More than a score of Jews were among the 191 recipients of Guggenheim Fellowships whose names were announced here today when the John Simon Guggenheim Memorial Foundation disclosed that it had made awards totaling $780,000 for 1953 to scholars, journalists, writers, artists and composers in the United States. Canada and the British West Indies. Among the Jewish recipients were:
Dr. Bernard Taub Feld, Associate Professor of Physics at Massachusetts Institute of Technology; Dr. Samuel Silver, Professor of Engineering Science at the University of California; Dr. Hans Albert Einstein, Associate Professor of Hydraulics at the University of California; Dr. Arthur Robert Kantrowitz, Professor of Aeronautical Engineering and Engineering Physics at Cornell University; Dr. Witold Hurewicz, Professor of Mathematics at MIT; Dr. Abraham Seidenberg. Assistant Professor of Mathematics at the University of California; and Max Yavno who received an award in photography.
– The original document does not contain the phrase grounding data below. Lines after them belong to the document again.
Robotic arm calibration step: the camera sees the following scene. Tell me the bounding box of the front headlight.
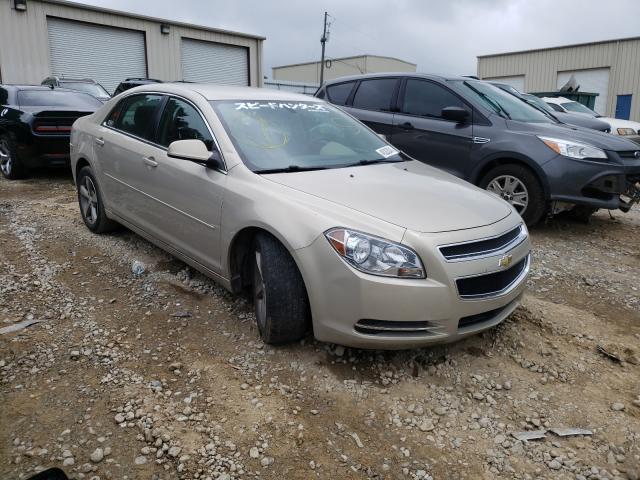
[324,228,426,278]
[538,136,607,160]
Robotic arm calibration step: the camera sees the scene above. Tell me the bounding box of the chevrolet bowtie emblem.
[498,255,513,268]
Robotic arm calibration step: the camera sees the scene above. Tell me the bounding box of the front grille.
[456,255,529,299]
[440,225,526,262]
[354,319,442,336]
[458,304,511,328]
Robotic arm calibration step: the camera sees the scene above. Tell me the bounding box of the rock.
[418,419,435,432]
[89,448,104,463]
[547,460,562,470]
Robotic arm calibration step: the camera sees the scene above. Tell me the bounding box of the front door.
[145,97,227,272]
[389,78,473,177]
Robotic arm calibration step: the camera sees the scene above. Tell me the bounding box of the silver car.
[71,84,531,348]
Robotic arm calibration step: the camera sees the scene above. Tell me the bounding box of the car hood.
[552,112,611,131]
[507,120,636,151]
[263,161,513,233]
[598,117,640,133]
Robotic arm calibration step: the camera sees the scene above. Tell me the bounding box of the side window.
[158,98,213,151]
[105,95,162,140]
[327,82,355,105]
[353,78,397,111]
[402,79,467,118]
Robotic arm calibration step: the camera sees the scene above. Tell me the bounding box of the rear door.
[342,77,399,137]
[94,94,164,233]
[390,78,473,177]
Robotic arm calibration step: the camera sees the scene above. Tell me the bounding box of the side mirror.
[167,140,223,169]
[441,107,469,123]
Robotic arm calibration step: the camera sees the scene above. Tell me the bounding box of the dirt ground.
[0,172,640,480]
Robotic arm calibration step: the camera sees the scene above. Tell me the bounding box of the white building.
[478,37,640,121]
[0,0,264,92]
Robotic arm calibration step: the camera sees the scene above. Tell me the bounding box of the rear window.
[18,90,102,111]
[327,82,355,105]
[353,78,396,111]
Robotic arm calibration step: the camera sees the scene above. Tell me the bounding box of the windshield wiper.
[253,165,327,173]
[352,158,406,166]
[464,82,511,120]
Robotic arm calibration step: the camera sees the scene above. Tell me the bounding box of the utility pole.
[320,12,329,86]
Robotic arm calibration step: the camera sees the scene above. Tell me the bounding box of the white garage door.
[557,68,609,115]
[483,75,524,92]
[47,17,147,93]
[182,38,249,87]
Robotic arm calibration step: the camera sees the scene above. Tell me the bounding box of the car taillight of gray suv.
[316,73,640,225]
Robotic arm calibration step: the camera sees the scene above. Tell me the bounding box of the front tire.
[252,233,310,345]
[478,164,547,227]
[77,166,118,233]
[0,135,27,180]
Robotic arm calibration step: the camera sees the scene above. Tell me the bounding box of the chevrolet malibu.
[71,84,530,348]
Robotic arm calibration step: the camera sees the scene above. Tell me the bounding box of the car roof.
[325,72,476,85]
[122,82,322,102]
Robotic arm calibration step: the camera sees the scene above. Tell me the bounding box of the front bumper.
[543,152,640,211]
[296,214,531,349]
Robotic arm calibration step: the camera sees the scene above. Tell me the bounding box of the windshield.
[60,82,109,97]
[562,102,599,117]
[522,93,555,113]
[18,89,102,111]
[211,100,402,173]
[457,80,554,123]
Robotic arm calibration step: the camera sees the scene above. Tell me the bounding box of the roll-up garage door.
[556,68,609,115]
[181,38,249,87]
[47,17,147,93]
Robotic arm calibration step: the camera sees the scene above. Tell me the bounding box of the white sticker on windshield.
[376,145,398,158]
[235,102,329,113]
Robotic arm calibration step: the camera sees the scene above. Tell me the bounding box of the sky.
[76,0,640,78]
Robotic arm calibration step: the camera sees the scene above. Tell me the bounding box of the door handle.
[142,157,158,168]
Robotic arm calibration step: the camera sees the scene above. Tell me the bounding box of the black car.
[41,76,111,103]
[490,82,611,133]
[113,78,162,97]
[0,85,102,180]
[316,73,640,225]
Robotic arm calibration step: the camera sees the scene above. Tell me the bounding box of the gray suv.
[316,73,640,225]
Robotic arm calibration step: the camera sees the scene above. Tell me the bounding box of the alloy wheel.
[80,176,98,225]
[0,140,13,177]
[487,175,529,214]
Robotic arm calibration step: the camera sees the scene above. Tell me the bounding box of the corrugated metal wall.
[478,38,640,121]
[0,0,262,86]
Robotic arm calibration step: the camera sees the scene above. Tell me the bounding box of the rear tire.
[252,233,310,345]
[77,166,118,233]
[478,164,547,227]
[0,134,27,180]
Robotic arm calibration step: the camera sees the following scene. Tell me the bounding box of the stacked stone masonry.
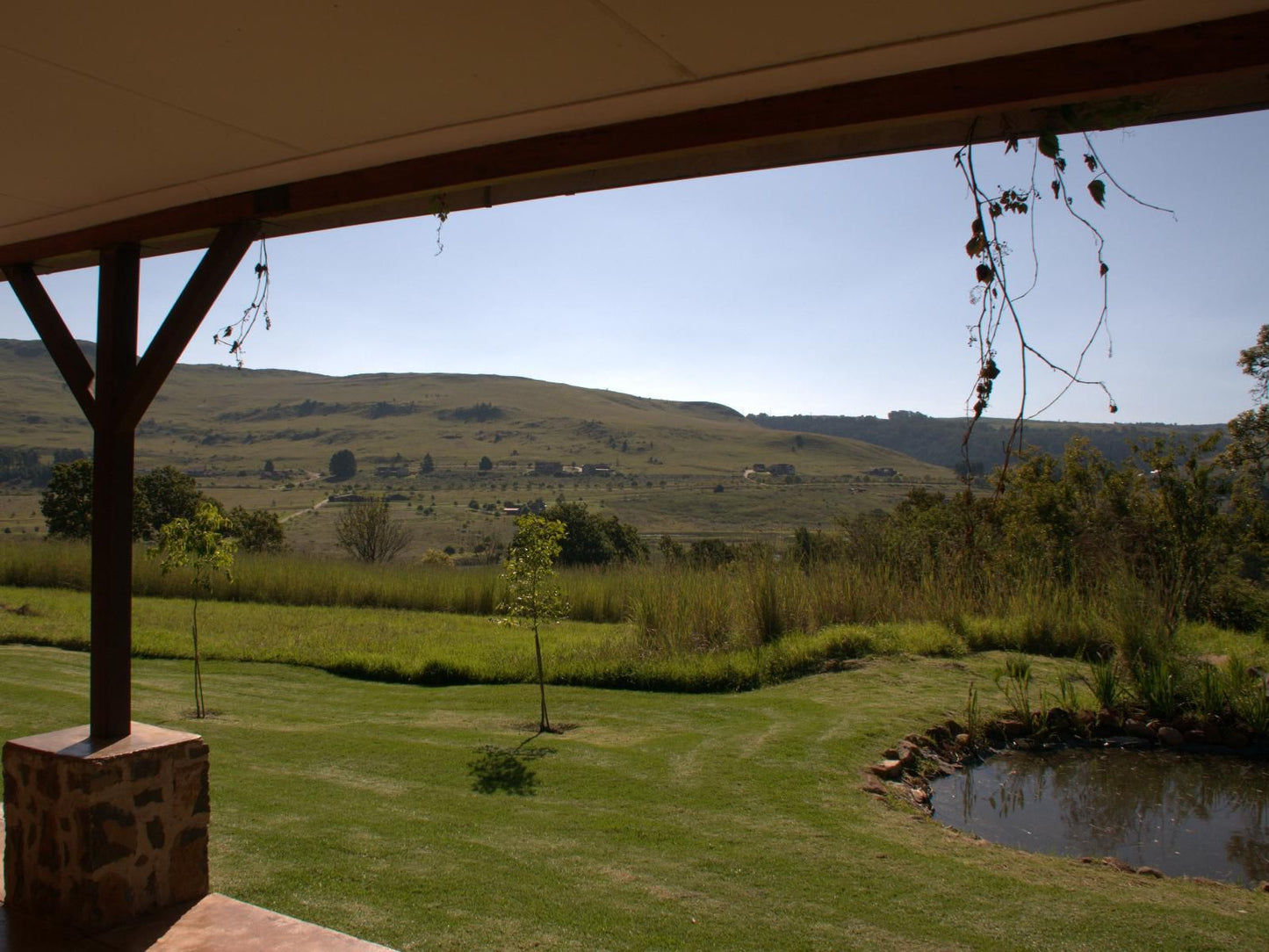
[4,724,211,934]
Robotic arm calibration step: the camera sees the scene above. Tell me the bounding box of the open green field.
[0,646,1269,949]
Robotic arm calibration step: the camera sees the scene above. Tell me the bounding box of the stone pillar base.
[4,724,211,934]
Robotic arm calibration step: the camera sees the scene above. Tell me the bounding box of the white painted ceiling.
[0,0,1269,246]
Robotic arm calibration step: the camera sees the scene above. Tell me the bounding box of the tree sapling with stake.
[150,502,237,718]
[499,516,568,732]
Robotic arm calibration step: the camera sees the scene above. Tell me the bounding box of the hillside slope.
[749,410,1224,472]
[0,340,948,480]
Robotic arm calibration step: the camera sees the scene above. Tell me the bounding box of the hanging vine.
[955,126,1175,493]
[212,237,273,370]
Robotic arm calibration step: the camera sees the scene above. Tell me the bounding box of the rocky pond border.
[861,707,1269,894]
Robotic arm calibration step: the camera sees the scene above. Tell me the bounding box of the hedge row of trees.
[40,458,283,552]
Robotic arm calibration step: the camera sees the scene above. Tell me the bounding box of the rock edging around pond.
[861,708,1269,892]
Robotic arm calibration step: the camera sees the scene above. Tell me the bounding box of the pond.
[930,749,1269,884]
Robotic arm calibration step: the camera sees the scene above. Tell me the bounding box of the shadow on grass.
[467,738,554,797]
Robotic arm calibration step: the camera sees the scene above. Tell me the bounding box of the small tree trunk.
[533,624,551,732]
[191,585,205,720]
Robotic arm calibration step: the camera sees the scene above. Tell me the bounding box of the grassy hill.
[749,410,1224,472]
[0,340,946,479]
[0,340,955,556]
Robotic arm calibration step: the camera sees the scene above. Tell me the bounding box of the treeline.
[749,410,1221,475]
[40,454,285,552]
[0,447,83,488]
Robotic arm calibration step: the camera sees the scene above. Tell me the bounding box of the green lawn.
[0,645,1269,949]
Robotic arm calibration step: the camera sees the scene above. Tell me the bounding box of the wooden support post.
[89,245,141,738]
[4,220,262,740]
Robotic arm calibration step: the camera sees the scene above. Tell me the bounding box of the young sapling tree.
[499,514,568,732]
[151,502,237,718]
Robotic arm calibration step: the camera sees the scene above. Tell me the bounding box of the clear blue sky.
[0,113,1269,422]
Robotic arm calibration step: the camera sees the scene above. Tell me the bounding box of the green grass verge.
[0,646,1269,951]
[0,587,1269,693]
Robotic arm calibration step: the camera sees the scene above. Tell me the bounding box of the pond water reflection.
[930,750,1269,883]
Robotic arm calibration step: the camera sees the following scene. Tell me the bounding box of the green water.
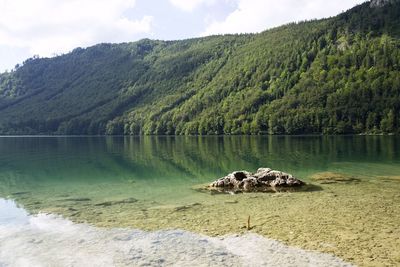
[0,136,400,206]
[0,136,400,266]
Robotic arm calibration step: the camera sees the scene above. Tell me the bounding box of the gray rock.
[208,168,305,192]
[370,0,396,8]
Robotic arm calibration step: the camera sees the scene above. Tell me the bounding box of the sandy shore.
[0,203,351,267]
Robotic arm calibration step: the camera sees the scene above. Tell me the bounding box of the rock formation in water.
[370,0,396,7]
[208,168,305,192]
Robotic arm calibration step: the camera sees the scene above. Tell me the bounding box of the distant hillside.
[0,0,400,134]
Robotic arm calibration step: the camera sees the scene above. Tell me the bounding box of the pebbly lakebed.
[0,136,400,266]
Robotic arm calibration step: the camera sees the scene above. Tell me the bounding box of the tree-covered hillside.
[0,0,400,134]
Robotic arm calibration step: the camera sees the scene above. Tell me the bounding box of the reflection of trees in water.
[107,136,399,178]
[0,136,400,194]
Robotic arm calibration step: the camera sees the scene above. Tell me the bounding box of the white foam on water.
[0,199,351,267]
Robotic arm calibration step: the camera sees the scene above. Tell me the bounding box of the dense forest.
[0,0,400,135]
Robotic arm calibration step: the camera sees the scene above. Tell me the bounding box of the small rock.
[208,168,304,192]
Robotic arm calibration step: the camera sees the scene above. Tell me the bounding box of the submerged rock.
[311,172,360,184]
[94,197,138,207]
[208,168,305,192]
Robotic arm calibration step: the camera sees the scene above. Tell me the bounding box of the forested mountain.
[0,0,400,134]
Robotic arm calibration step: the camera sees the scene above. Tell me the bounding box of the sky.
[0,0,365,72]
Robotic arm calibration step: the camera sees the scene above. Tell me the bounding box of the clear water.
[0,136,400,265]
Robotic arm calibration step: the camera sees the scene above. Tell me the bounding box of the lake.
[0,136,400,266]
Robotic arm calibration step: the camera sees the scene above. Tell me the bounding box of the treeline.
[0,1,400,135]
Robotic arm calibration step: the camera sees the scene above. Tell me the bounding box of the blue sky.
[0,0,364,72]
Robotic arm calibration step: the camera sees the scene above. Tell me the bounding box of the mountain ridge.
[0,1,400,134]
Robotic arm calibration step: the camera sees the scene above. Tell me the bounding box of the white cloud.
[170,0,216,12]
[0,0,153,56]
[202,0,365,35]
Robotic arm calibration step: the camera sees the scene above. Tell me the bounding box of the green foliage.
[0,1,400,135]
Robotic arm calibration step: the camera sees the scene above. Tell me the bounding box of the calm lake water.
[0,136,400,264]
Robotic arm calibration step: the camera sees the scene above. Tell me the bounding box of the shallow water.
[0,199,351,267]
[0,136,400,266]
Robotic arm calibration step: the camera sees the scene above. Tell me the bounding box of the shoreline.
[0,199,353,267]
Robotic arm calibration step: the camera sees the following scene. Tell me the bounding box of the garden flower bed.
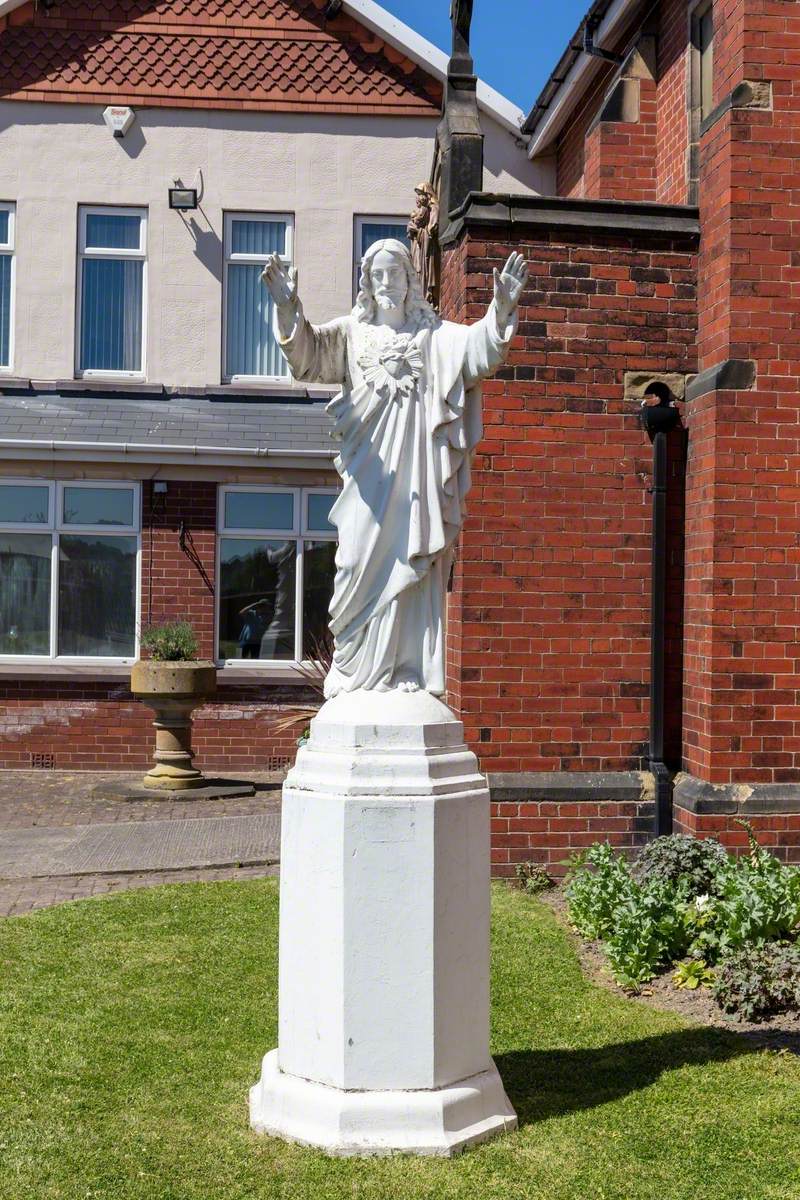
[542,833,800,1033]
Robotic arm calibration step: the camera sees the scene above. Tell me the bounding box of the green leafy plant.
[631,834,729,895]
[566,823,800,1013]
[566,842,638,942]
[672,959,715,991]
[714,942,800,1021]
[515,863,554,895]
[142,620,200,662]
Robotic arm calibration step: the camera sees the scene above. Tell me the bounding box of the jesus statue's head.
[353,238,435,324]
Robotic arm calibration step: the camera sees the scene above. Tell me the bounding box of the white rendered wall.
[0,97,545,386]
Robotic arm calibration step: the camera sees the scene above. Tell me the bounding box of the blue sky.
[379,0,590,113]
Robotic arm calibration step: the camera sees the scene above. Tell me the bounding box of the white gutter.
[0,0,28,17]
[0,438,337,462]
[343,0,525,137]
[528,0,640,158]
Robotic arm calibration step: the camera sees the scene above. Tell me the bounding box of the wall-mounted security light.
[169,187,197,212]
[103,104,136,138]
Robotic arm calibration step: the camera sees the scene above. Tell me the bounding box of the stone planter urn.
[131,659,217,792]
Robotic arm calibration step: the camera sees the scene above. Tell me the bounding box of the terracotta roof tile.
[0,0,440,112]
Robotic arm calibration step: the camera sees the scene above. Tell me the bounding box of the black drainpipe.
[640,383,680,838]
[583,14,625,66]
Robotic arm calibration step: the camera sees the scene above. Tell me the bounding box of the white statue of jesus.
[263,239,528,697]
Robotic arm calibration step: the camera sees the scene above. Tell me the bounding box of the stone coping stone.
[673,772,800,816]
[91,779,255,800]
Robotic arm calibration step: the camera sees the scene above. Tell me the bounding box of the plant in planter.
[131,620,217,791]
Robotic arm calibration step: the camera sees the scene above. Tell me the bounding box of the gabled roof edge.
[523,0,643,158]
[343,0,525,137]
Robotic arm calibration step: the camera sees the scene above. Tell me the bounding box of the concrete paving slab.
[0,806,281,880]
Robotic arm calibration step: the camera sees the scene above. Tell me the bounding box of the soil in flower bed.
[537,887,800,1055]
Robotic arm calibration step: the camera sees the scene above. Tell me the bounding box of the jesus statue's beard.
[375,293,402,312]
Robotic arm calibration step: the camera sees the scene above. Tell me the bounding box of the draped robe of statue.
[278,295,517,696]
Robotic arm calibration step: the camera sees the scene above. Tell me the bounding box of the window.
[77,208,148,376]
[0,203,16,370]
[691,4,714,121]
[353,217,409,299]
[218,487,337,662]
[223,212,293,379]
[0,480,139,661]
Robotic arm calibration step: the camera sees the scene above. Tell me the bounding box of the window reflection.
[0,533,53,654]
[219,538,296,659]
[302,541,336,659]
[58,534,137,658]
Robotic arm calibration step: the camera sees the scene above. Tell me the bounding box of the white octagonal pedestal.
[249,691,517,1154]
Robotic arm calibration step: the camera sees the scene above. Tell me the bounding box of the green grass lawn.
[0,880,800,1200]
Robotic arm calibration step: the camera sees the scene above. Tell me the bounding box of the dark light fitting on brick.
[169,187,197,212]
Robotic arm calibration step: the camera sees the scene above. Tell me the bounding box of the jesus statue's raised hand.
[261,254,297,337]
[494,254,528,330]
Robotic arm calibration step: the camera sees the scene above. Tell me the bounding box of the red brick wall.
[555,66,614,198]
[492,800,652,878]
[443,218,696,772]
[0,679,302,772]
[583,79,656,200]
[142,481,217,660]
[684,0,800,784]
[557,0,688,204]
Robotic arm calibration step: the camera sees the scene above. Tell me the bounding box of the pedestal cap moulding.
[251,206,527,1154]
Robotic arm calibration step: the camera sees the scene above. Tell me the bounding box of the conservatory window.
[218,487,337,665]
[0,480,139,662]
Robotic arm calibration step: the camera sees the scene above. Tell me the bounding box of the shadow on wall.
[180,208,222,282]
[494,1028,763,1126]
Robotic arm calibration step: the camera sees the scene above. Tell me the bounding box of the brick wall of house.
[557,0,690,204]
[583,78,656,200]
[443,206,696,869]
[674,806,800,863]
[655,0,688,204]
[0,679,302,772]
[685,0,800,785]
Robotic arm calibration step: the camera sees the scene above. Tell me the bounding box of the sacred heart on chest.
[359,334,423,400]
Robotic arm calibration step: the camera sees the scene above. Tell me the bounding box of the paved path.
[0,770,281,917]
[0,806,281,882]
[0,770,283,830]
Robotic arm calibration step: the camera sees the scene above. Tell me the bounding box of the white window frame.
[222,211,294,384]
[74,204,149,380]
[213,484,339,671]
[0,200,17,376]
[0,476,142,666]
[353,212,409,301]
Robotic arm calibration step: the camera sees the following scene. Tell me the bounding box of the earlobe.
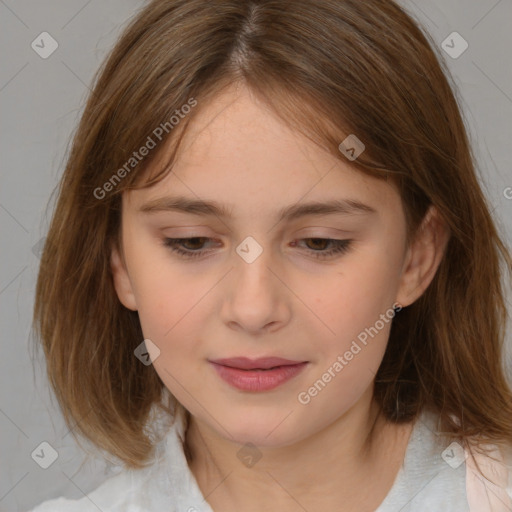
[396,205,450,306]
[110,244,138,311]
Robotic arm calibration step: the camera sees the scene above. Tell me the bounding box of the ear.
[110,243,137,311]
[396,205,450,307]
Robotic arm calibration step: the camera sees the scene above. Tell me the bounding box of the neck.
[185,389,410,512]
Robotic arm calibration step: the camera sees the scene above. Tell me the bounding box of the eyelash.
[163,236,352,259]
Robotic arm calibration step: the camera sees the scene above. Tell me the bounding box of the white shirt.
[28,409,512,512]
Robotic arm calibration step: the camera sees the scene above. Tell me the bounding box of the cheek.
[305,251,398,340]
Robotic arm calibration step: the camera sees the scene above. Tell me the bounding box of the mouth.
[209,359,308,392]
[210,357,307,371]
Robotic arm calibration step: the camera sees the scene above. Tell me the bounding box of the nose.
[221,241,293,334]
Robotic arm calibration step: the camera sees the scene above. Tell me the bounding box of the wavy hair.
[34,0,512,482]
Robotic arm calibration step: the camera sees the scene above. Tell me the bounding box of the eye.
[293,238,352,259]
[163,236,352,259]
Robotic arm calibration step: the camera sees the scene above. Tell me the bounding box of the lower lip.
[211,363,308,391]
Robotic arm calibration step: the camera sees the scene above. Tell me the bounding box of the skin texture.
[111,87,447,512]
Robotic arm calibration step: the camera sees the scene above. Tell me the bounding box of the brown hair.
[34,0,512,482]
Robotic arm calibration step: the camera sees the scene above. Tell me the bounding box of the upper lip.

Also, Mrs. Reba Paeff Mirsky, musician and writer; Dr. Sidney Hook, Professor of Philosophy at New York University; Dr. Benjamin Isadore Schwartz, Assistant Professor of History at Harvard University; Dr. Miiton R. Konvitz, Professor of Industrial and Labor Relations at Cornell University; Dr. Joseph Dorman, Professor of Economics at Columbia University; Dr. Abram L. Harris, Professor of Economics of the University of Chicago; Hal Lehrman, a journalist, for studies in Israel; Misch Kohn, Assistant Professor of Art at the Institute of Design; Mauricio Lasansky, Professor of Art at Iowa State University; Dr. Wiktor Weintraub, Lecturer in Slavic Languages and Literature at Harvard University; and Karl Jay Shapiro, editor of “Poetry: A Magazine of Verse.”